Academic Interventionist/Tech Fanboy/Blogger/Aspiring Author
I spent the first chapter of my career at Topeka High School, where I taught pretty much every Social Studies course that wasn't Psychology or Sociology (that's not hyperbole, I checked). For nearly a decade, I also served as the Social Sciences department chair and the Director of Speech and Debate, which is a polite way of saying I spent a lot of weekends in high school spaces watching students argue about things with impressive conviction.
In 2024, I made the decision to teach closer to home because having three kids in elementary school will rapidly reorder your priorities. I started what I have lovingly called my "middle school era," teaching Social Studies and a collection of electives that let me get genuinely weird with curriculum design.
Now (2025-present) I work as an academic interventionist, which means I get to go deep on the question that has always driven me: how do we actually help students who have been left behind by the systems that were supposed to serve them?
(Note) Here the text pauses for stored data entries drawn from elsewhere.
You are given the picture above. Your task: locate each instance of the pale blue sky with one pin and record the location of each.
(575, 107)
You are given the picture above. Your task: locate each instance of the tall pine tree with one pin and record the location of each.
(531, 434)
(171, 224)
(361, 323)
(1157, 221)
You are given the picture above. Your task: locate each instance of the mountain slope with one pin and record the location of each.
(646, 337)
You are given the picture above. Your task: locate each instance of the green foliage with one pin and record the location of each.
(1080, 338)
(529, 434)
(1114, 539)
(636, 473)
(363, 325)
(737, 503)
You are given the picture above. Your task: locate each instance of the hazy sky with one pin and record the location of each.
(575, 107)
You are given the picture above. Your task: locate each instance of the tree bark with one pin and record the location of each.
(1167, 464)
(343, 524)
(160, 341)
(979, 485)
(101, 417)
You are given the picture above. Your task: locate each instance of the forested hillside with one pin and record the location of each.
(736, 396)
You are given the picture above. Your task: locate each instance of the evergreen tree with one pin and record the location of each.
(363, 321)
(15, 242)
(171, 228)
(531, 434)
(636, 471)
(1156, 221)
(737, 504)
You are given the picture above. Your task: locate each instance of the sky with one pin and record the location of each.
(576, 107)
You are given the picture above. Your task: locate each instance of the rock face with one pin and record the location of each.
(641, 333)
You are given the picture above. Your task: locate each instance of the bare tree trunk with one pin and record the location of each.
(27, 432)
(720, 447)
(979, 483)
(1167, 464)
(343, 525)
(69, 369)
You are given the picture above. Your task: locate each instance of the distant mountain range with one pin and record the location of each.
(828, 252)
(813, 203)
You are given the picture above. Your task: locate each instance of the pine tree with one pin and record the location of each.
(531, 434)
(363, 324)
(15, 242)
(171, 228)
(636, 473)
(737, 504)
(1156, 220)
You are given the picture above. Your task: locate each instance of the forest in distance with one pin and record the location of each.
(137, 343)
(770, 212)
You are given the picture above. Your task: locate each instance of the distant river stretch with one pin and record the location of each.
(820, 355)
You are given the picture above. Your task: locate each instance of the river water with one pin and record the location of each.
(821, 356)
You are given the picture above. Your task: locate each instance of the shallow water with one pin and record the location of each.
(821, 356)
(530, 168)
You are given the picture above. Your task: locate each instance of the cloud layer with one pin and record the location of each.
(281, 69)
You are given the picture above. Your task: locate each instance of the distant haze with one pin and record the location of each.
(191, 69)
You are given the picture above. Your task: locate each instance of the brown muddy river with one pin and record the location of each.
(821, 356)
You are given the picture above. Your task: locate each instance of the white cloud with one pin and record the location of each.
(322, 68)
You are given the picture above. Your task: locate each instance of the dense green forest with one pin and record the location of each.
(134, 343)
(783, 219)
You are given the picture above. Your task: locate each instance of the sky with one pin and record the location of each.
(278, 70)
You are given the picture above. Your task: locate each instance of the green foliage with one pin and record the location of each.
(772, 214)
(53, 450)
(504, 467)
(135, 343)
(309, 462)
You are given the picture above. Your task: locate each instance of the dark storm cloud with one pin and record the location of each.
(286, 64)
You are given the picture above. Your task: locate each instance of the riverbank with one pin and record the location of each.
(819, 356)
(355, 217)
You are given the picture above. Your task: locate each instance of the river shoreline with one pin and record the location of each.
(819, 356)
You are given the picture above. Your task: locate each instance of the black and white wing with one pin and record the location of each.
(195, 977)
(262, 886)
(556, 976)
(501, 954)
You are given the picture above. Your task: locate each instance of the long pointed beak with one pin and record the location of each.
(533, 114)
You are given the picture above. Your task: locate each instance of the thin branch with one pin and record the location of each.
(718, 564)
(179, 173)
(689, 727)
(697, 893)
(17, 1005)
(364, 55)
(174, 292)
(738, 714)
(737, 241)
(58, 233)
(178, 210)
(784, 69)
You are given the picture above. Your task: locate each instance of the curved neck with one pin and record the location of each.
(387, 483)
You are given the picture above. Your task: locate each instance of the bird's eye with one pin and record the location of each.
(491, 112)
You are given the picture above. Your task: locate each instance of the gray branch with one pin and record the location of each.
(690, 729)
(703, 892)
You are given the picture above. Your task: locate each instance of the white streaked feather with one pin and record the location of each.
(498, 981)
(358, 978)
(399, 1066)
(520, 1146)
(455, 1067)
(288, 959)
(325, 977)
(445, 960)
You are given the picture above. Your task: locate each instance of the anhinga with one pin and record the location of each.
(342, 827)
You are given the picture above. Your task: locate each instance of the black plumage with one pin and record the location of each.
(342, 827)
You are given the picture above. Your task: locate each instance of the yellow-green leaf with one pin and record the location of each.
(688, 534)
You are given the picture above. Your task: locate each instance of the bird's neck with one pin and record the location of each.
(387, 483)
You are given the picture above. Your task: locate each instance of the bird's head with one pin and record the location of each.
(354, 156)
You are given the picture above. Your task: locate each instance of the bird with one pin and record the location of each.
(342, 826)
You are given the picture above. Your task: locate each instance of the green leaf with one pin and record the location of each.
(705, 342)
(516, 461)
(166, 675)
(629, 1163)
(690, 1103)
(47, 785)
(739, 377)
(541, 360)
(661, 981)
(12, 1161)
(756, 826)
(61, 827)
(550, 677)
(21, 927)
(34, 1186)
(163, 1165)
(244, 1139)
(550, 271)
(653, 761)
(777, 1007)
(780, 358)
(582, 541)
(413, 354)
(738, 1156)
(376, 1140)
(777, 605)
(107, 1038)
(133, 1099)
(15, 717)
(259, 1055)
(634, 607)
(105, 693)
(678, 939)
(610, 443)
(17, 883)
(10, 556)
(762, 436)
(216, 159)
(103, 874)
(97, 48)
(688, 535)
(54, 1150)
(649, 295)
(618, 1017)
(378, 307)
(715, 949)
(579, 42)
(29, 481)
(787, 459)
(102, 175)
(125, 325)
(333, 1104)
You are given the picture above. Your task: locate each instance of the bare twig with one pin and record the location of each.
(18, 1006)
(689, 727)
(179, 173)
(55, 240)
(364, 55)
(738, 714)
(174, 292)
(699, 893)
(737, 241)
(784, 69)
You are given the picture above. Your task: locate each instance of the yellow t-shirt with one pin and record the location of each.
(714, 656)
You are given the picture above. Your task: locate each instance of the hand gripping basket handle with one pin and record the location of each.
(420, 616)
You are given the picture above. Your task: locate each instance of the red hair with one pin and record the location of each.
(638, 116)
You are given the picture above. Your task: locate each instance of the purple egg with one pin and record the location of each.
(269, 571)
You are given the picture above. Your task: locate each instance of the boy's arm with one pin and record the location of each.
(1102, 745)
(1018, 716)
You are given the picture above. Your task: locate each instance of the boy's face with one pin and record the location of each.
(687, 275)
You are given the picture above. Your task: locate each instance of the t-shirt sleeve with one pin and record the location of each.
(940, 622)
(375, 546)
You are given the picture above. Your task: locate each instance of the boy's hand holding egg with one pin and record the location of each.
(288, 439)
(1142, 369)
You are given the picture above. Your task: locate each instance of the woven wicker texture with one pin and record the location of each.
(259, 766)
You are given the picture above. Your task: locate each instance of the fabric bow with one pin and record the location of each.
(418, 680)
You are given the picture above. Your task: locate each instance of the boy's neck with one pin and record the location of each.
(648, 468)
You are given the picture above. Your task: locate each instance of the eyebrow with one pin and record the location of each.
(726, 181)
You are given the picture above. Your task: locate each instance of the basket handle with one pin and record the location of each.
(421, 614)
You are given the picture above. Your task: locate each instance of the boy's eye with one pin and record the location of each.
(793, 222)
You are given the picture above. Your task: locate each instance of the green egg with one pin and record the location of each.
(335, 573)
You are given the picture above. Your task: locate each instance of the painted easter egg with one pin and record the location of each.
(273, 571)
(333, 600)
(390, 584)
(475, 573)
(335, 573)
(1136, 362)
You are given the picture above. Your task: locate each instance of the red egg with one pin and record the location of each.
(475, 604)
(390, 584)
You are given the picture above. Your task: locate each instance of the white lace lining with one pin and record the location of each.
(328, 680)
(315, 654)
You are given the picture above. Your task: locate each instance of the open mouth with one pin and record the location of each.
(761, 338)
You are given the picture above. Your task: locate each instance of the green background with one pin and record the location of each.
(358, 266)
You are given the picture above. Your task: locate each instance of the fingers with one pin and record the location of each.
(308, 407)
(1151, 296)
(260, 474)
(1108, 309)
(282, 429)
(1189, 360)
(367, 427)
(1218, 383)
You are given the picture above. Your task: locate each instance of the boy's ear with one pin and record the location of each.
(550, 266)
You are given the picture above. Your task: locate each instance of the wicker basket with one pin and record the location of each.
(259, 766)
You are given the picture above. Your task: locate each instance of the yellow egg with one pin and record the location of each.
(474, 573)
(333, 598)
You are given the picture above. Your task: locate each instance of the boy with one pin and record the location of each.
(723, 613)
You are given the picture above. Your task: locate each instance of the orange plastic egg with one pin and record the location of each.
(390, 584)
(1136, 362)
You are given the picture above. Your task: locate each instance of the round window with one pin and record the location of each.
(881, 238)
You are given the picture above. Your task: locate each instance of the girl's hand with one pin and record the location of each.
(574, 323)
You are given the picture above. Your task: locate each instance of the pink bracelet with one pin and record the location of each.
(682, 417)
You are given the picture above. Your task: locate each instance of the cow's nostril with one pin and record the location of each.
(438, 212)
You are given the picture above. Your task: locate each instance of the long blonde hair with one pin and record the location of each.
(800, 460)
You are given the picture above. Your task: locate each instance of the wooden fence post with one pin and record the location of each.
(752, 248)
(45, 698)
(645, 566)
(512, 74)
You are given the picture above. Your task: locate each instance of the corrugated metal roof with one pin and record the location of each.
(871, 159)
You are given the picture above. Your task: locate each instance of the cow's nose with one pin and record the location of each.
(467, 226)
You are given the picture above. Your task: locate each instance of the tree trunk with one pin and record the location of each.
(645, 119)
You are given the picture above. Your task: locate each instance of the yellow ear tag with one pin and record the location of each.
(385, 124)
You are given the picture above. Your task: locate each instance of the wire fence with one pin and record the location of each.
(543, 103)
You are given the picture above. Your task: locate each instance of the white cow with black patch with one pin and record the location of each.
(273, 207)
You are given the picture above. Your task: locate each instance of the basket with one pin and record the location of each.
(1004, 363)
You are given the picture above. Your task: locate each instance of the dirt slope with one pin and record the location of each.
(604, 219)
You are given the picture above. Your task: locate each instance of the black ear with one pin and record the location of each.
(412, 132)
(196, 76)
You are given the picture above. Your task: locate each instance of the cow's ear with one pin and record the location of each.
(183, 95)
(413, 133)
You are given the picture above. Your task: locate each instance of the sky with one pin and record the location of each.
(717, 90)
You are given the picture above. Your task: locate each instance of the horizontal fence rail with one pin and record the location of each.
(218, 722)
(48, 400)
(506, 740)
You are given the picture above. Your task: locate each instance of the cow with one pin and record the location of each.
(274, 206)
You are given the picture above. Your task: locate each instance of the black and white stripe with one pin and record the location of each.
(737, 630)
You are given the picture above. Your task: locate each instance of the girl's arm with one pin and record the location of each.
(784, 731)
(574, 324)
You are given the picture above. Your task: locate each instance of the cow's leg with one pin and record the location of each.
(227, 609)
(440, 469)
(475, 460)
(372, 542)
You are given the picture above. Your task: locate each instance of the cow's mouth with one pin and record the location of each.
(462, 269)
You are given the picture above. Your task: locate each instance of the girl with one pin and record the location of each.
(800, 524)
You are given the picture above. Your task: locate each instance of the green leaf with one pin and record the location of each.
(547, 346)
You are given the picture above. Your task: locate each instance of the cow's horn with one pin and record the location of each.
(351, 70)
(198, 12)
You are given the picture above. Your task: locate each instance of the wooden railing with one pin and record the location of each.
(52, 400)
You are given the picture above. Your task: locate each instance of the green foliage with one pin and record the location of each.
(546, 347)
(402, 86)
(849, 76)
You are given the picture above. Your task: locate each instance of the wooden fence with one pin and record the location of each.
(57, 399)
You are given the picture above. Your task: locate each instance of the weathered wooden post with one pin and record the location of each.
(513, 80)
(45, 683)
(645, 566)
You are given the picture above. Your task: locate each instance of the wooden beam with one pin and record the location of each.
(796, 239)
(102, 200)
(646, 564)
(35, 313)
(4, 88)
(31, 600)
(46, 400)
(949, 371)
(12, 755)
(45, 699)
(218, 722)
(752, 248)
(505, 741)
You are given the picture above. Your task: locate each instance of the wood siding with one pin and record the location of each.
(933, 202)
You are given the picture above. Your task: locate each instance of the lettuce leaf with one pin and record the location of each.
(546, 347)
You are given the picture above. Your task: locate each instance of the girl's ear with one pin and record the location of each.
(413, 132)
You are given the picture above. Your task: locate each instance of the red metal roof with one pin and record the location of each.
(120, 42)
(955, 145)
Spoiler: play helps. AI helps. Curiosity helps. Worksheets, generally, do not.
I run a website called the Teacher's plAIground where the goal is to figure out how to keep teaching joyful, sustainable, and deeply human — even when the robots are very, very good at their jobs.
You'll find blog posts, classroom-ready templates, resource collections, and the occasional YouTube series where I try to teach teachers to vibe code in under five minutes.